More than 9 million people aged 12 and older reported having driven under the influence of illicit drugs in 2013, according to the 2013 National Survey on Drug Use and Health.
ASU has built a new application that would detect marijuana impairment in hopes of lowering this statistic.
Richard Dale, the director of ASU’s Center for Emergency Management and Homeland Security, said he believes the app will work to help detect impaired drivers as well as deter drivers from getting in the car while under the influence.
“Whether you’re for or against the legalization of marijuana, I’ve talked to people on both sides of the issue, we’re not pro- or anti-legalization," Dale said. "What we are focused on is deterring and removing impaired drivers from the roadway."
Dale said the app uses high-speed cameras, accessible on most phones and tablets today, to gauge microsaccadic eye movements, which are small and involuntary and resemble jerks.
Such movement can actually reveal what’s going on in the brain, and in cases such as this, reveal an impairment, whether temporary or not.
“Today it’s actually used to diagnose brain disease and injury," Dale said. "For example, it’s used today to diagnose Alzheimer's and Parkinson's disease. This technology is also used by the United States Marine Corps to train their Apache Attack Helicopter pilots, and what we’re doing is we’re using that same patented technology — which ASU has the patent on — we’re using that technology to look at the signature of the eye to tell us the brain is impaired, but it further tells us what’s impairing it.”

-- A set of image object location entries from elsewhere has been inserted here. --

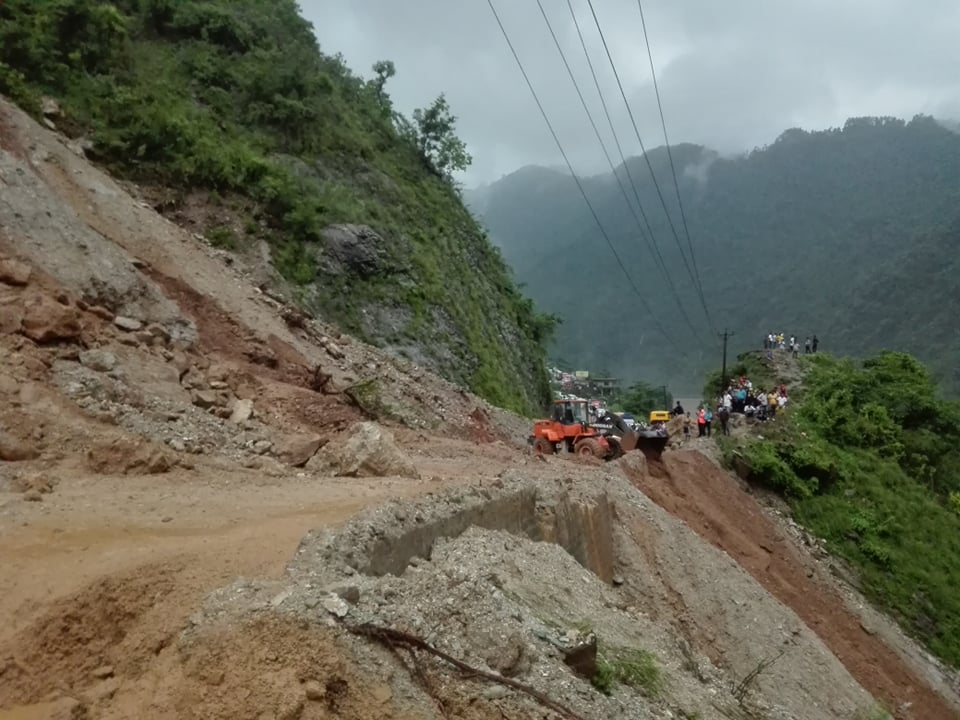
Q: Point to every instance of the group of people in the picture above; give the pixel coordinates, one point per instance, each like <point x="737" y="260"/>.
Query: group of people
<point x="705" y="418"/>
<point x="743" y="398"/>
<point x="740" y="397"/>
<point x="773" y="341"/>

The work on the project hopes to use the app to hit the issue on multiple fronts. First and foremost, the researchers want to provide officers with an accurate test to gauge drug impairment.
However, they also plan to use it to provide drivers with a means of education about the drug. Richard Besserman, the center's operations executive, said marijuana lacks the adequate education outreach that substances like alcohol, with rates of impairment slowly declining, has.
Besserman, who has 25 years of experience as a surgical specialist and around 15 in bioengineering, was one of the heads of the project and worked alongside Dale.
He said he hopes to branch out on the project in the future, extending it to other drugs and impairments.
They believe they can use this same technology of detecting the microsaccadic eye movement to detect other drugs. Besserman said each drug has its own pattern or signature in the movement and that they can use it to detect others.
“Initially we’re looking at the signature (of marijuana), the bio-signature it’s called, but our scientists strongly believe that they can find a signature that’s specific to certain drugs,” Besserman said. “So a combination of alcohol and marijuana or a combination of alcohol and any of the hard drugs, for example, heroin, oxycodone, or any phetamines.”
The initiative is still in its early stages of development. However, biomedical engineering sophomore Trisha Dasgupta said she feels confident in the center’s ability to develop this technology further.
"This technology is a step in the right direction for the ASU campus and even Arizona, and it could definitely change the way law enforcement handles these situations," Dasgupta said.